Derius Thoran said...

Amazing. My eyes are strangely damp. I guess it's the realization that respect is still alive here in America. Once a brother always a brother.

Hoo-AH! Indeed.

Anonymous said...

1. Looked like one mil of left windage for slight breeze and sun from left.
2. Astoundingly good shooting.
3. Once we started shooting back farther than 800 yards, things got slightly screwy.
4. That was with M40A1's and Lake City Match .762(a flyer in every box).
5. Clearly, things have advanced over the last 35 or so years.
6. God Bless Mr. Gundy and the folks from the AMU.
7. Makes me feel good all over.
V/R JWest

Joe said...

Outstanding! Thanks for this excellent notice LD.

Dr. Joe

Anonymous said...

Had REAL men back then.
Paul in Texas

Jim said...

No way I can shoot that well, and for damn sure, not with this tear in my eye.


Jim
Sunk New Dawn
Galveston, TX

Nancy said...

Me again :-) I have been looking for a way to contact you but have come up empty handed. I would appreciate if you contacted me via my blog

LawDog said...

TheLawDogFiles@gmail.com

LawDog

Anonymous said...

God bless you Ted Gundy.

R.L. Hunter said...

I'd be happy if I hit what I aimed for at 100 yards at that age.

Joseph said...

Hell, I'll be happy to still be alive at that age.

perlhaqr said...

How did all of this dust get into my office, anyway?

Montie said...

Dang, I should have known to heed your warning and not watch this at work. I've got officers wandering into my office asking "whats wrong with your eyes today Sarge", "Allergies dammit, get out in your car".

Nick said...

I saw the episode, it was an incredible of Shooting USA/Impossible Shots to do that.

kim said...

You gave honor where honor is due. This was glorious to watch - Thanks for sharing it.

Anonymous said...

Verrrrry dusty.

hbbill

docjim505 said...

I don't know if the AMU presented him with the black hat before or after he made his shots, but I think Mr. Gundy pretty clearly demonstrated that it wasn't an honorary presentation in his case: he EARNED it. Can you imagine this guy when he was REALLY in his prime???
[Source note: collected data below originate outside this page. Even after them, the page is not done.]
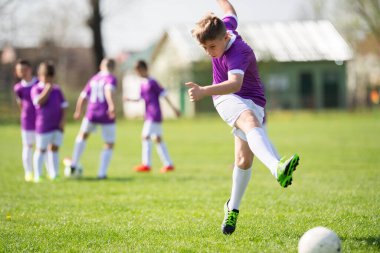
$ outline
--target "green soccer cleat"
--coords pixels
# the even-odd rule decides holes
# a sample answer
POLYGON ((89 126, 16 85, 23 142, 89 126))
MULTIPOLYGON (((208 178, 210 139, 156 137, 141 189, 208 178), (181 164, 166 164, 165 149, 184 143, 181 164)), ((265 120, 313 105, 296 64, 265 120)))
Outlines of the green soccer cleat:
POLYGON ((230 235, 235 231, 236 222, 239 215, 239 210, 233 209, 230 211, 228 209, 228 202, 230 202, 230 200, 224 204, 224 220, 222 223, 222 232, 225 235, 230 235))
POLYGON ((296 170, 299 164, 299 156, 294 154, 288 160, 285 160, 285 157, 281 158, 277 167, 277 181, 284 188, 292 184, 293 172, 296 170))

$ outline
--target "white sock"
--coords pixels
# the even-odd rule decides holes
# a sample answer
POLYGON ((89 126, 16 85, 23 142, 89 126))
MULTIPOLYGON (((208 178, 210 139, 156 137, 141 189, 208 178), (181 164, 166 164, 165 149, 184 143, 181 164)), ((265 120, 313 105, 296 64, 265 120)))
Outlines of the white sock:
POLYGON ((55 178, 59 173, 59 155, 57 151, 48 151, 48 164, 50 178, 55 178))
POLYGON ((45 152, 36 150, 33 156, 33 167, 34 167, 34 179, 38 180, 42 173, 42 165, 44 163, 45 152))
POLYGON ((22 147, 22 164, 25 173, 33 173, 33 148, 27 145, 22 147))
POLYGON ((78 165, 80 157, 82 156, 85 147, 86 147, 86 140, 80 137, 77 137, 75 141, 73 157, 71 160, 71 166, 76 167, 78 165))
POLYGON ((111 161, 112 151, 112 148, 103 149, 102 154, 100 155, 100 167, 98 172, 99 177, 104 177, 107 175, 107 168, 111 161))
POLYGON ((279 159, 274 154, 270 141, 262 128, 255 127, 247 134, 248 145, 252 153, 271 171, 277 178, 277 165, 279 159))
POLYGON ((157 152, 160 156, 161 162, 165 166, 173 165, 172 160, 170 159, 168 149, 166 148, 166 145, 163 141, 157 143, 157 152))
POLYGON ((152 141, 143 140, 142 142, 142 163, 147 166, 151 166, 152 164, 152 141))
MULTIPOLYGON (((264 129, 265 134, 268 136, 268 132, 267 132, 267 128, 266 128, 266 126, 263 125, 262 128, 264 129)), ((274 145, 273 145, 273 143, 271 142, 271 140, 269 139, 269 137, 268 137, 268 140, 269 140, 269 143, 270 143, 270 147, 272 148, 272 152, 273 152, 273 154, 275 154, 276 158, 277 158, 278 160, 280 160, 280 159, 281 159, 281 156, 280 156, 279 153, 277 152, 277 149, 274 147, 274 145)))
POLYGON ((235 165, 234 172, 232 173, 232 190, 228 208, 230 210, 239 210, 241 199, 243 198, 245 189, 247 189, 249 180, 251 179, 252 168, 242 170, 235 165))
POLYGON ((46 169, 46 173, 48 175, 50 175, 50 170, 52 169, 52 165, 50 165, 50 162, 49 162, 49 152, 51 151, 46 151, 46 155, 45 155, 45 159, 44 159, 44 162, 45 162, 45 169, 46 169))

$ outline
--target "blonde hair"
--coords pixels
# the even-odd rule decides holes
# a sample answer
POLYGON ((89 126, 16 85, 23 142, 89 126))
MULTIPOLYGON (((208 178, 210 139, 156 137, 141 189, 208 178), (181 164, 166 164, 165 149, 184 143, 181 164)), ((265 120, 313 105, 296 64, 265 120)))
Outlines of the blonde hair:
POLYGON ((227 32, 226 26, 223 21, 210 13, 203 17, 196 23, 191 34, 195 37, 201 44, 206 41, 221 39, 227 32))

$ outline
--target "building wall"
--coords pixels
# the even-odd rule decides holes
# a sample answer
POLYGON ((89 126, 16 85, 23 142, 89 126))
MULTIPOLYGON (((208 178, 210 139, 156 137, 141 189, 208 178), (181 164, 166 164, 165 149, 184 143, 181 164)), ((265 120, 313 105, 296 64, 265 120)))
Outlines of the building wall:
POLYGON ((344 108, 346 65, 335 62, 259 63, 270 109, 344 108))

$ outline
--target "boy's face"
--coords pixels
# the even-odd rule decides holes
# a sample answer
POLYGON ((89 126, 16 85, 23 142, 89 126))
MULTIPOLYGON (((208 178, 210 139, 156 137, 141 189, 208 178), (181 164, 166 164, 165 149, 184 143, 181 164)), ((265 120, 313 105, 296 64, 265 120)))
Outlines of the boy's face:
POLYGON ((136 67, 135 71, 136 71, 137 75, 140 77, 145 77, 147 75, 147 71, 144 68, 136 67))
POLYGON ((32 74, 32 70, 27 65, 17 64, 16 68, 16 76, 20 79, 28 78, 32 74))
POLYGON ((212 58, 219 58, 224 54, 228 41, 229 36, 226 34, 220 39, 207 40, 201 45, 209 56, 212 58))

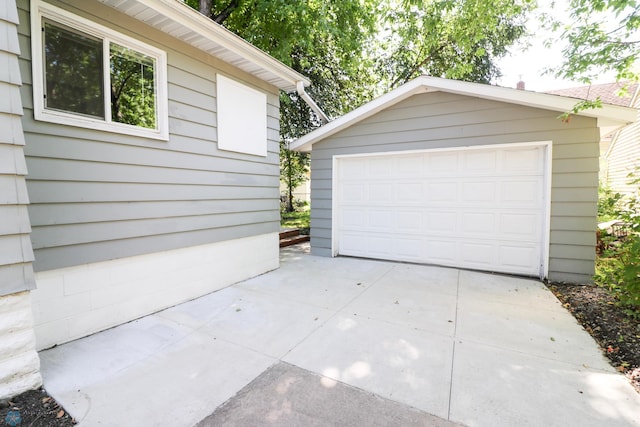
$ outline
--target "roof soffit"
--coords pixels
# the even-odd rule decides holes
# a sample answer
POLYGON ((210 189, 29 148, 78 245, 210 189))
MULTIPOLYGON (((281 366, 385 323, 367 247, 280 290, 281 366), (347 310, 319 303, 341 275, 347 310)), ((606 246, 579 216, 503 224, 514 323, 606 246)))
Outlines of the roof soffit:
POLYGON ((98 0, 286 92, 302 74, 178 0, 98 0))

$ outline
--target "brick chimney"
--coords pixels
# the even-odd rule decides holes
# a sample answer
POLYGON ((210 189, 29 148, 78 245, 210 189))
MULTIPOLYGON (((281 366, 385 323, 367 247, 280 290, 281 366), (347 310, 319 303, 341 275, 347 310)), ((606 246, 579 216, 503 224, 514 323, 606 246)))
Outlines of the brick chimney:
POLYGON ((520 76, 520 81, 516 83, 516 89, 524 90, 524 81, 522 80, 522 76, 520 76))

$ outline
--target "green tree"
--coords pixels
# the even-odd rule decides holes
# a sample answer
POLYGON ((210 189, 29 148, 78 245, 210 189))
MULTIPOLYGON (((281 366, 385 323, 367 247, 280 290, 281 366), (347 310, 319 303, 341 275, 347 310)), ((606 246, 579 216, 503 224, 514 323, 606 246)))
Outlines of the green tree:
MULTIPOLYGON (((563 2, 564 4, 564 2, 563 2)), ((552 2, 552 8, 558 5, 552 2)), ((640 55, 640 2, 637 0, 570 0, 567 20, 547 14, 547 28, 559 33, 549 43, 564 43, 558 77, 591 83, 613 72, 616 80, 637 80, 640 55)))
POLYGON ((490 83, 526 34, 535 0, 402 0, 389 7, 378 64, 390 87, 427 74, 490 83))
MULTIPOLYGON (((187 3, 309 78, 308 93, 329 117, 374 94, 377 81, 365 47, 376 29, 375 0, 187 3)), ((290 152, 289 142, 322 123, 296 93, 282 93, 280 105, 281 180, 288 210, 293 210, 292 193, 307 179, 309 158, 290 152)))
MULTIPOLYGON (((329 117, 420 74, 492 81, 499 76, 495 60, 525 34, 535 5, 535 0, 186 2, 307 76, 309 94, 329 117)), ((289 186, 296 180, 287 177, 306 176, 309 161, 288 153, 288 143, 321 122, 297 94, 281 94, 280 101, 281 165, 289 186)))

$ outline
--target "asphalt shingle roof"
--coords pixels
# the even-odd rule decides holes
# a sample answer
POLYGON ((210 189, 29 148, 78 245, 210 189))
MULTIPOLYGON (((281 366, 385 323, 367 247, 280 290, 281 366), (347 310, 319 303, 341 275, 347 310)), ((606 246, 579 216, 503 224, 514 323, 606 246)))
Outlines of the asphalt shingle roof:
POLYGON ((586 99, 593 101, 600 97, 603 103, 610 105, 620 105, 622 107, 633 107, 631 105, 634 94, 638 89, 638 83, 629 82, 615 82, 605 83, 598 85, 570 87, 566 89, 552 90, 547 93, 552 95, 562 95, 569 98, 586 99), (625 85, 627 87, 627 94, 625 96, 618 96, 618 92, 625 85))

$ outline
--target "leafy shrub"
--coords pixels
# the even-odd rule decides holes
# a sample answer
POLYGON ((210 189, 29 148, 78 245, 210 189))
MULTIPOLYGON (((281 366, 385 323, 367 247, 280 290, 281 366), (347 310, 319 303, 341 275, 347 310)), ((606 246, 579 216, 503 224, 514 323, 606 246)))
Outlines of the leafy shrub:
MULTIPOLYGON (((640 183, 635 174, 630 178, 631 184, 640 183)), ((598 217, 619 219, 627 233, 620 238, 601 236, 603 249, 596 260, 594 281, 616 295, 630 315, 640 317, 640 199, 601 191, 598 217)))
POLYGON ((598 188, 598 222, 618 219, 620 193, 614 193, 609 187, 601 185, 598 188))

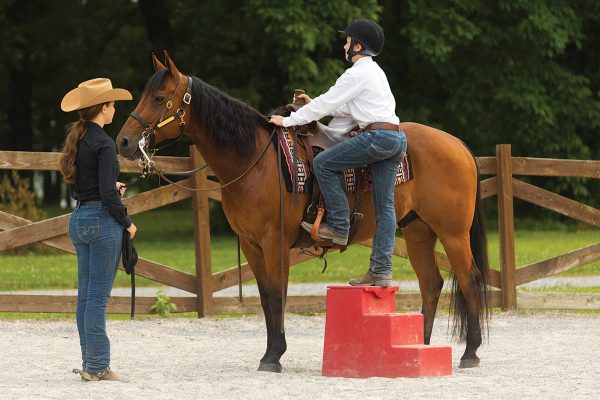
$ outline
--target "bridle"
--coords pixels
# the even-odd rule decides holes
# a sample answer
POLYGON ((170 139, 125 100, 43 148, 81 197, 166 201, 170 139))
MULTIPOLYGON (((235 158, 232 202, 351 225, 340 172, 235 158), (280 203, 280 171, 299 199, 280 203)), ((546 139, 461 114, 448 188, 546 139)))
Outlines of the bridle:
POLYGON ((142 168, 142 173, 141 173, 140 178, 147 178, 152 174, 153 171, 155 171, 158 174, 158 176, 160 176, 166 182, 173 184, 177 187, 180 187, 182 189, 189 190, 191 192, 204 192, 204 191, 213 191, 213 190, 222 189, 224 187, 227 187, 227 186, 239 181, 244 176, 246 176, 248 174, 248 172, 250 172, 250 170, 252 170, 252 168, 254 168, 254 166, 260 161, 262 156, 267 152, 269 145, 273 142, 273 137, 275 136, 275 132, 277 132, 277 129, 276 129, 276 127, 273 127, 273 131, 271 132, 271 135, 270 135, 269 140, 267 141, 265 147, 260 152, 260 154, 256 158, 256 160, 254 160, 254 162, 248 167, 248 169, 246 171, 244 171, 244 173, 242 173, 237 178, 235 178, 223 185, 219 185, 214 188, 189 188, 189 187, 180 185, 175 181, 172 181, 171 179, 167 178, 165 175, 191 175, 195 172, 198 172, 198 171, 208 167, 208 164, 202 164, 199 167, 194 168, 189 171, 165 171, 165 170, 159 169, 156 166, 156 163, 154 162, 154 160, 152 160, 152 158, 154 157, 154 154, 157 151, 163 150, 163 149, 167 148, 168 146, 174 144, 179 139, 181 139, 181 137, 185 134, 186 123, 185 123, 185 120, 183 119, 183 117, 185 116, 186 106, 189 105, 192 101, 192 77, 191 76, 188 76, 187 88, 183 95, 183 98, 181 99, 181 104, 180 104, 179 108, 177 109, 177 111, 175 111, 175 113, 173 115, 171 115, 167 119, 164 119, 165 114, 173 107, 173 97, 175 97, 175 93, 177 93, 177 89, 179 88, 179 85, 181 84, 182 78, 183 78, 183 75, 181 75, 179 77, 179 80, 177 81, 177 85, 175 86, 173 93, 171 93, 169 100, 166 102, 165 108, 162 110, 160 116, 157 118, 154 118, 152 120, 153 122, 149 123, 135 111, 132 111, 131 114, 129 114, 130 117, 132 117, 133 119, 138 121, 144 128, 144 130, 142 131, 142 138, 138 142, 138 148, 139 148, 140 152, 142 153, 142 157, 138 161, 139 166, 142 168), (165 125, 170 124, 171 122, 175 121, 175 118, 179 118, 179 136, 177 136, 176 138, 170 138, 171 142, 167 143, 164 146, 154 147, 154 144, 156 141, 156 133, 158 132, 158 130, 160 128, 164 127, 165 125))
MULTIPOLYGON (((165 103, 165 107, 163 108, 162 112, 160 113, 160 116, 154 118, 152 120, 152 122, 146 121, 141 115, 139 115, 135 111, 132 111, 131 114, 129 114, 130 117, 132 117, 133 119, 138 121, 144 128, 144 130, 142 131, 142 138, 138 142, 138 148, 139 148, 140 152, 142 153, 142 157, 140 158, 140 160, 138 162, 140 167, 142 168, 142 178, 149 176, 152 169, 156 169, 156 164, 152 160, 152 158, 154 157, 154 154, 157 151, 165 149, 168 146, 176 143, 185 134, 186 123, 185 123, 185 120, 183 119, 183 117, 185 116, 185 108, 192 101, 192 77, 191 76, 188 76, 187 88, 185 90, 183 98, 181 99, 181 104, 179 105, 179 108, 175 111, 175 113, 173 115, 171 115, 170 117, 165 119, 165 114, 173 107, 173 97, 175 97, 175 94, 177 93, 177 89, 179 89, 179 85, 181 84, 182 79, 183 79, 183 75, 181 75, 179 77, 179 80, 177 81, 177 85, 175 86, 175 89, 173 89, 173 93, 171 93, 169 100, 167 100, 167 102, 165 103), (171 122, 175 121, 176 118, 179 118, 179 135, 176 138, 169 138, 171 141, 166 143, 165 145, 162 145, 161 147, 155 147, 154 144, 156 142, 156 133, 158 132, 158 130, 160 128, 170 124, 171 122)), ((201 167, 206 168, 205 165, 203 165, 201 167)), ((200 169, 202 169, 202 168, 200 168, 200 169)), ((196 172, 200 169, 195 169, 192 171, 181 171, 181 172, 177 172, 177 173, 170 172, 170 174, 172 174, 172 175, 188 175, 188 174, 196 172)), ((172 171, 172 172, 174 172, 174 171, 172 171)))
An Ordinary American said...

Yes, sir. We're losing more and more of that great generation to the point that I consider our surviving WWII vets as being "National Treasures."

But we also have some danged good men and women doing the job for us today. Whenever I see or meet these outstanding young people, I make every effort to shake their hand, thank them, and tell them that their generation of veterans is making our generation of veterans proud.

From a fellow Texan and An Ordinary American.

On a Wing and a Whim said...

the entire half-hour episode has been uploaded, in two parts, on youtube:

http://www.youtube.com/watch?v=TN_PHSKXJ5E

and

http://www.youtube.com/watch?v=PySummwAmPM

Thought you might like to see it. It's worth watching.

New Jovian Thunderbolt said...

I sorta feel sorry for the German soldiers he faced. Sorta. At least they never knew what hit them.